From 0-5 to 1-4, and three shutouts and two close losses to a win, three close losses, and another loss where the Eagles scored three tries.

Obviously Las Vegas was better than New Zealand. Small errors could be fixed, and those close losses could turn into wins.

But errors are the problem. The USA led all teams in Las Vegas with 4.8 errors a game. An error is defined as a dropped ball, forward pass, or bad pass (such as one that rolls into touch).

Some other stats:
Surrendered Possession
: 9.8 per game (7th most)
Red Zone efficiency (tries scored when visiting opposition 22): 67% tied for 6th.
Rucks per try: 4.4 (5th most)
Rucks Per Game: 10.6 (2nd most)
Passes per try: 17.7  (13th)
Tackle completion rate: 88.4% (2nd, behind England at 88.7%)
Restarts Retained: 15% (12th)
Passes Per Game: 42.4 (1st, meaning the most)
Tackles Per Game: 10.6 (15th highest)
Missed Tackles Per Game: 1.6 (fewest)
Errors Per Game: 4.8 (Most)

That’s a feast or famine list.

The USA takes a long time to get to the tryline. They have to be patient, because they pass the ball a lot and go through various phases to work their way toward a try.  They don’t normally break through and score – they choose to take contact, work the clock, and have few breakways.

This is contrast to their offense at the Pan-Am Games, where their tries were mostly long-range breakaways.

This is also in contrast to the likes of New Zealand, a team that plays a lot more defense and actually makes more than twice as many tackles per game as the USA, and six more tacklers per game than anyone else.

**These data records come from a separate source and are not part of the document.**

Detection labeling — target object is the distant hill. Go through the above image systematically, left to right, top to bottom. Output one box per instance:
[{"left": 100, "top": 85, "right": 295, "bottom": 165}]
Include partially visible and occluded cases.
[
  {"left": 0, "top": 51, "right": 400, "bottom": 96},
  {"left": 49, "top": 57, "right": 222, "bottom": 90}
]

New Zealand defends, and defends, and defends, and then scores from turnovers. The USA attacks, and attacks, and attacks, and eventually scores.

But the killer for the Eagles has been that ball control offense. When they give up a turnover, that’s when they give up tries. Their defense has been solid – they don’t miss many tackles. But they give up tries due to being out of position or through turnovers. Their error rate, the worst in the tournament, and their awful restart retention rate are what caused them to lose games.

In Wellington the USA scored six tries (four in one game) and  gave up 16. In Las Vegas they scored 12 and gave up 14. Reduce those errors by one a game, and you might be looking at three more tries, and possible two victories.

That has to be on the agenda for the Eagles going forward.